Buffett's Berkshire Hathaway firmed most recently sold Apple stocks in February 2026, in what has been a series of sell-offs. Speaking to CNBC, the investor implied that was a mistake, even if he remains sanguine about it.

"I sold it too soon, but I bought it even sooner, so yeah," he said, "I think we've made over $100 billion in that pre-tax."

Plus he can afford to be relaxed about selling off some stocks because "Apple is still our largest single investment."

"It's remarkable, it's better than any business we own outright," he said. "Tim Cook [is] a fantastic manager, and he's a good guy, and somehow he gets along with everybody in the world."
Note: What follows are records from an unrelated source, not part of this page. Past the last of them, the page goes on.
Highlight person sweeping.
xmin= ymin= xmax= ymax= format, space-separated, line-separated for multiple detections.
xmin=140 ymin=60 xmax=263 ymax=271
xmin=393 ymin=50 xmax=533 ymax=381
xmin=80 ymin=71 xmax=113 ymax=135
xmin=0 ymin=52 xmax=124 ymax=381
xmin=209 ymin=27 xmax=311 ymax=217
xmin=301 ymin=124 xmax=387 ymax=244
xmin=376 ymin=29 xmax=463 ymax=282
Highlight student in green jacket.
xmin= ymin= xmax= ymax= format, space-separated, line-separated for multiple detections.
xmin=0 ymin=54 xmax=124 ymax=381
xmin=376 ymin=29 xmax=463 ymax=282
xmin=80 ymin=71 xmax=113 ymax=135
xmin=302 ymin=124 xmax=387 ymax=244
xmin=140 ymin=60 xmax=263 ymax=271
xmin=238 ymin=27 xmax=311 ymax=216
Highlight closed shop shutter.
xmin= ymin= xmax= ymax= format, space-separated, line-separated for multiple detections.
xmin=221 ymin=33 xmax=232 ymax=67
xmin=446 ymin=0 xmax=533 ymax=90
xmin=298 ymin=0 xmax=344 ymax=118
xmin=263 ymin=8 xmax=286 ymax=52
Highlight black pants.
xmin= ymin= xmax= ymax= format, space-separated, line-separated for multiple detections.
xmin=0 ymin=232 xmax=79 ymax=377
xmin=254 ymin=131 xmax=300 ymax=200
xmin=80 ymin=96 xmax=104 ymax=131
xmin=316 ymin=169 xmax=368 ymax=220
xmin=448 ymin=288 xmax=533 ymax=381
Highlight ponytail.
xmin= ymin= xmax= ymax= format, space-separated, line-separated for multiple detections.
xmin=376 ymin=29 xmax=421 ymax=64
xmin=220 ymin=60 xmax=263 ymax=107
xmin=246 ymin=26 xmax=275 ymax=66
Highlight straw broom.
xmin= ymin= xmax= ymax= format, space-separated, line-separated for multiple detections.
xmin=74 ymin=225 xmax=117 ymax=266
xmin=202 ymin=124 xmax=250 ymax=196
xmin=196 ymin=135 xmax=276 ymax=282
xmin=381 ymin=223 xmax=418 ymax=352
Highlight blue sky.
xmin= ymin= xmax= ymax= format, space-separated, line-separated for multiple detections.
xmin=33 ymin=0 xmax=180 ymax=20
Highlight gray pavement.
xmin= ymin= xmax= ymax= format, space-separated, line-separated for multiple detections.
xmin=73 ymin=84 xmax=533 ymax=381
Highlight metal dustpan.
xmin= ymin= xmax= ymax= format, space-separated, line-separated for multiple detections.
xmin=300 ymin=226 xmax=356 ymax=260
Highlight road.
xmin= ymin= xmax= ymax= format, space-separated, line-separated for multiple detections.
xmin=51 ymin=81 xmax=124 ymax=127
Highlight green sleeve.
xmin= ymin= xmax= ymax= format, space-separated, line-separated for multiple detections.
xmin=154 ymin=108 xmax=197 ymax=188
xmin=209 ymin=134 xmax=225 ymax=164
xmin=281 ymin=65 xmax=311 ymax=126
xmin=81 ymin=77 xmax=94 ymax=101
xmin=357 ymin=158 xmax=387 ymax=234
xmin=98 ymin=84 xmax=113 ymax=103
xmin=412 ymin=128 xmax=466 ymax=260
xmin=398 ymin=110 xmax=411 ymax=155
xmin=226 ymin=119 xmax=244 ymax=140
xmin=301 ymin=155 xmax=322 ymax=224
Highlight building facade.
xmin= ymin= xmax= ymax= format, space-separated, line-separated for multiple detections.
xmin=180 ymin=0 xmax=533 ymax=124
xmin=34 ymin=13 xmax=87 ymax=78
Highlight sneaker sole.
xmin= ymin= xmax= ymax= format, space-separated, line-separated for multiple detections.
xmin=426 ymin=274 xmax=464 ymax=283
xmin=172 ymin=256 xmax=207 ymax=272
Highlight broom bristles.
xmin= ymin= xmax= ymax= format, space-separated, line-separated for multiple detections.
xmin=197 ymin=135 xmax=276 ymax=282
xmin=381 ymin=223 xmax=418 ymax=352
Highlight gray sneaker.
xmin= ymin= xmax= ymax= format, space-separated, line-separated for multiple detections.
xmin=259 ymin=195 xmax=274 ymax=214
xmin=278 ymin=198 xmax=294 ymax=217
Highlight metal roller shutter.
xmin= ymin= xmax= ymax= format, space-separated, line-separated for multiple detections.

Warren Buffett has said the same thing about Cook before, specifically calling him "one of the best managers in the world."

He's also singled out the iPhone as being an extraordinary product, and repeated that in this latest interview. "Just think of something that is as useful as as the [iPhone] is," he said.

Buffett did add that Cook could not have done what Steve Jobs in creating Apple. But he argues that Cook has done better job with what Jobs left him than Jobs himself could ever have done.

Given this, Buffett was asked about whether he'd buy Apple again. "It's not impossible that Apple would get to a price [where we would]," he said.

"We would buy a lot of it," he continued, "but not in this market."

While he didn't go into any further detail, Buffett is presumably thinking of how volatile technology stocks have been since Trump introduced random tariffs. As well as how those change on a whim, it also means Apple is having to invest to minimize their impact.